Launch the prefill server, then the decode server — the same recipe with --disaggregation-mode decode and no bootstrap port. Pick your hardware:
On Blackwell the MXFP8 recipe — fa4, page size 128, deep_gemm MoE, and the MSA fast path (§2.1) — is auto-selected, so each role adds only the --disaggregation-* flags. This is the validated 2 × 4×B200 setup (TP4 prefill on node A, TP4 decode on node B); point --disaggregation-ib-device at your RDMA NIC(s).
Prefill server (node A)
sglang serve \
  --model-path MiniMaxAI/MiniMax-M3-MXFP8 \
  --trust-remote-code \
  --reasoning-parser auto \
  --tool-call-parser auto \
  --tp 4 \
  --disaggregation-mode prefill \
  --disaggregation-transfer-backend nixl \
  --disaggregation-ib-device mlx5_0 \
  --host 0.0.0.0 --port 30000 \
  --disaggregation-bootstrap-port 8998
Decode server (node B)
sglang serve \
  --model-path MiniMaxAI/MiniMax-M3-MXFP8 \
  --trust-remote-code \
  --reasoning-parser auto \
  --tool-call-parser auto \
  --tp 4 \
  --disaggregation-mode decode \
  --disaggregation-transfer-backend nixl \
  --disaggregation-ib-device mlx5_0 \
  --host 0.0.0.0 --port 30001
Then start the PD router, pointing it at the prefill bootstrap (URL plus its --disaggregation-bootstrap-port) and the decode endpoint:
PD router
python3 -m sglang_router.launch_router \
  --pd-disaggregation \
  --prefill http://<prefill-host>:30000 8998 \
  --decode http://<decode-host>:30001 \
  --policy round_robin \
  --host 0.0.0.0 --port 8000
Clients hit the router exactly like a single server — it splits each request across the two stages transparently:
Example
from openai import OpenAI

client = OpenAI(base_url="http://<router-host>:8000/v1", api_key="EMPTY")
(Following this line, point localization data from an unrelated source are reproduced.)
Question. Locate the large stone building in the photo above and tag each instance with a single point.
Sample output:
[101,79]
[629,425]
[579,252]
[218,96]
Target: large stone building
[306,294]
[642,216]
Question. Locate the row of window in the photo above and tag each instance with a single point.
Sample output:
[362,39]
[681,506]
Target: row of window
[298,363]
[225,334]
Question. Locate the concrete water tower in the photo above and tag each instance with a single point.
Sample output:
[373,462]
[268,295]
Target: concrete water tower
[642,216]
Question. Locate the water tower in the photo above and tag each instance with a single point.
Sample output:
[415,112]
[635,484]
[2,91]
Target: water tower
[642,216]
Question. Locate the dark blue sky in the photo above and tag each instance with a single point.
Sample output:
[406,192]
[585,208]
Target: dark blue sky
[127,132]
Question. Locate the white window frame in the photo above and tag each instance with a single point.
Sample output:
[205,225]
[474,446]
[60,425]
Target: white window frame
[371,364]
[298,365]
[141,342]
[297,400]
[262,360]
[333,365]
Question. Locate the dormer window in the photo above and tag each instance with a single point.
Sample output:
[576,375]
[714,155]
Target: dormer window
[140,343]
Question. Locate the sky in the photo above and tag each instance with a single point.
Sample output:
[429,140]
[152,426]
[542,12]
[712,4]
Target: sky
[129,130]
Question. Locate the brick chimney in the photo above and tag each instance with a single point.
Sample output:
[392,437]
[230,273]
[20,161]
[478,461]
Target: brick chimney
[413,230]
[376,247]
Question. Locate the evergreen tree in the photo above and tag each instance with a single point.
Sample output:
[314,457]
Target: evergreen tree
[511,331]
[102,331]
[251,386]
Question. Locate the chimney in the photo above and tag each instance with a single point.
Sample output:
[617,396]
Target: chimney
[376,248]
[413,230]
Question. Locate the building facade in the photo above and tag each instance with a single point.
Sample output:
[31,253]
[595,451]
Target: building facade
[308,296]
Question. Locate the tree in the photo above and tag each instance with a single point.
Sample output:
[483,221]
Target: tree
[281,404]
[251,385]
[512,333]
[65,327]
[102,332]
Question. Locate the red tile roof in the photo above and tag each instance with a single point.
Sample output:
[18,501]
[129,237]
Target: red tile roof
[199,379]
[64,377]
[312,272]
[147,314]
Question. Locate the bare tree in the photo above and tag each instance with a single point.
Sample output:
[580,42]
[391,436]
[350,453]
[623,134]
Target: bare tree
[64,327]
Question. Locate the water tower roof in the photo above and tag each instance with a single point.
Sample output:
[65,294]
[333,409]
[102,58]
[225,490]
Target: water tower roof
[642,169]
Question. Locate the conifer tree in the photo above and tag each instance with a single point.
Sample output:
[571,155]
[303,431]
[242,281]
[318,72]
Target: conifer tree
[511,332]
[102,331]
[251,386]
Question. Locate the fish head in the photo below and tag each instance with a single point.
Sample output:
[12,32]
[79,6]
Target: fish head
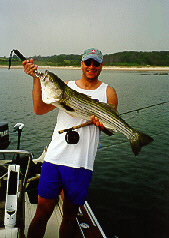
[52,87]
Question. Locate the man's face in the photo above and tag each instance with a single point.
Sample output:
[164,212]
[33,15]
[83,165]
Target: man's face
[91,69]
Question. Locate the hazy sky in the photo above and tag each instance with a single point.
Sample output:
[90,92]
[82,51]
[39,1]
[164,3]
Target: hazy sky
[52,27]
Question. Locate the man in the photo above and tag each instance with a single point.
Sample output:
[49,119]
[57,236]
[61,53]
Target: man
[69,166]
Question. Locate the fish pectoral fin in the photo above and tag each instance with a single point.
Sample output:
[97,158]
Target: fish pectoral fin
[66,107]
[108,132]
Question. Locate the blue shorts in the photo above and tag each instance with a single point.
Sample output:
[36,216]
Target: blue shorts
[74,182]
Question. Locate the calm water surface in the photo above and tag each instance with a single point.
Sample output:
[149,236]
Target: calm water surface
[129,195]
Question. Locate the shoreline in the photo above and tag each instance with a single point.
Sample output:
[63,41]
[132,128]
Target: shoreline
[115,68]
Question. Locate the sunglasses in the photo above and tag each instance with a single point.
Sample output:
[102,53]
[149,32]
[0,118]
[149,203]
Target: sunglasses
[89,61]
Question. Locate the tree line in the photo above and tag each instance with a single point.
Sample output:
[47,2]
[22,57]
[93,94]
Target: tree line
[125,58]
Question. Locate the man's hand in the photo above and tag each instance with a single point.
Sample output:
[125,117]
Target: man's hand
[96,122]
[29,67]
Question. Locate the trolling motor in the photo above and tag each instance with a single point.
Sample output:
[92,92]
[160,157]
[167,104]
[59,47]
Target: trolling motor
[4,135]
[18,127]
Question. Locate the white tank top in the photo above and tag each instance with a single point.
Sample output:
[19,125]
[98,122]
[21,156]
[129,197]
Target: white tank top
[83,153]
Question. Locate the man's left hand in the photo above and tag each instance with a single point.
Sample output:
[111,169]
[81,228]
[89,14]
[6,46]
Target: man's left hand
[96,122]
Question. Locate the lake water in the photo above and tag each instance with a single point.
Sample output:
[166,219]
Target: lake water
[129,195]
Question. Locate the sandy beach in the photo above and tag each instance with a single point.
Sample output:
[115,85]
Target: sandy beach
[115,68]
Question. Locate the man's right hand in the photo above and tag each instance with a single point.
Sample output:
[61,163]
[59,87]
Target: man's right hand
[29,67]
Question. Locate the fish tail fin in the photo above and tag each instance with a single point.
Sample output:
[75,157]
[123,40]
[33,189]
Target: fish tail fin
[138,140]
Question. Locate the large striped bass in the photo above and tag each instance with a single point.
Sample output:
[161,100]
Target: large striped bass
[56,92]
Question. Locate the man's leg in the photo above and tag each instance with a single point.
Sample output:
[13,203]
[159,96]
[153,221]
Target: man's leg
[67,228]
[44,210]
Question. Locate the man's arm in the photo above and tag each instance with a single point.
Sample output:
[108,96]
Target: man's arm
[111,99]
[39,106]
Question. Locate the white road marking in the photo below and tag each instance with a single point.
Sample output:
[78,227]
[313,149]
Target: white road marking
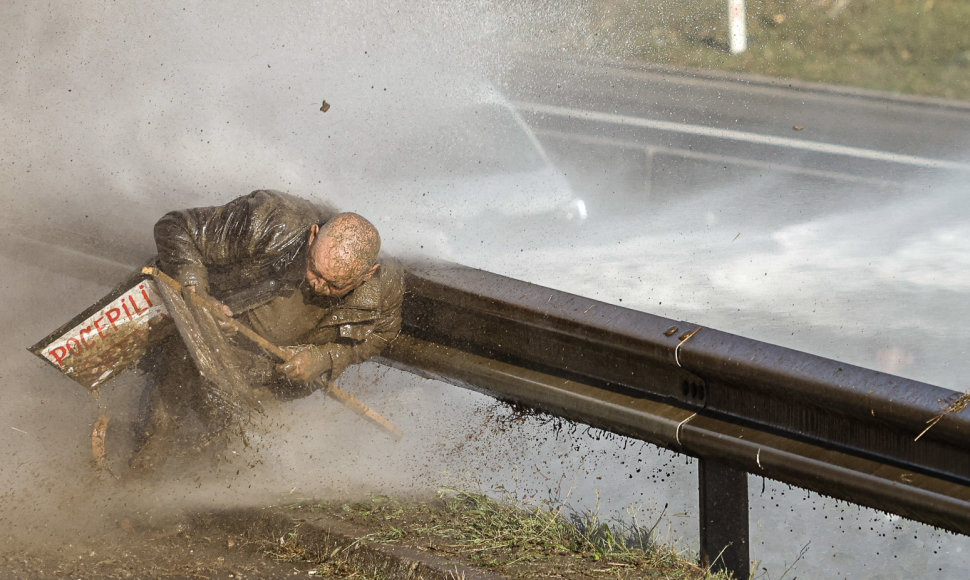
[743,136]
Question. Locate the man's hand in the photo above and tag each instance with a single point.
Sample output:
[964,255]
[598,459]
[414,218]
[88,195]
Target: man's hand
[189,291]
[305,363]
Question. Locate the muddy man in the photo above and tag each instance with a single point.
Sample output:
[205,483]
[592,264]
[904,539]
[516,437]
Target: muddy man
[300,274]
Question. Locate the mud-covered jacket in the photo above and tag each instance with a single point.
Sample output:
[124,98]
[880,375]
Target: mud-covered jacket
[254,249]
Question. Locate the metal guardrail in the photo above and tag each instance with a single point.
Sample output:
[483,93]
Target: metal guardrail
[738,405]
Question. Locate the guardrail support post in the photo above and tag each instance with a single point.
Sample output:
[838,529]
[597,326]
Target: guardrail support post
[723,499]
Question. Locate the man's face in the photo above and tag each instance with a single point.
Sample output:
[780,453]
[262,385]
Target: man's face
[328,271]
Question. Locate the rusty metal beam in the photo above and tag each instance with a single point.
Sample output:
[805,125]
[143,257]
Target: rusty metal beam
[805,397]
[753,407]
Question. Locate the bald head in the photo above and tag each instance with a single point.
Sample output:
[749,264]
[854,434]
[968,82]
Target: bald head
[343,254]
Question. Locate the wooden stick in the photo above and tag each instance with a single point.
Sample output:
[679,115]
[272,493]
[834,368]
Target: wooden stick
[330,389]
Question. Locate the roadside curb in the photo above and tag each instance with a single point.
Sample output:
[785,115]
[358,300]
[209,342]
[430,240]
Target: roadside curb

response = client.chat.completions.create(
    model="MiniMaxAI/MiniMax-M3-MXFP8",
    messages=[{"role": "user", "content": "What is 2 + 2?"}],
    max_tokens=64,
)
print(response.choices[0].message.content)
Output Example:
Output
2 + 2 = 4
Validation. PD disaggregation preserves output quality — the K-only sparse index transfers arrive intact and disaggregated output matches non-disaggregated serving. GSM8K is scored with the single sgl-eval harness used by the benchmark card above (full 1319-question split, chat with --thinking); see that card for per-platform single-node accuracy.
  • 2 × 4×B200 (TP4+TP4, MXFP8, NIXL over InfiniBand) — output matches single-node serving. The 2-node PD serving benchmark (512-token input, 256-token output, 16 concurrent — a different workload from the card’s single-node random isl=2048 / osl=256 / conc=64 row, so the throughput figures are not directly comparable) measured mean TTFT 1.1 s and TPOT 16.6 ms (≈ 60 tok/s per stream, ≈ 2.3k tok/s aggregate).
  • 2 × 8×H200 (TP8+TP8, bf16, mooncake) — output matches single-node serving.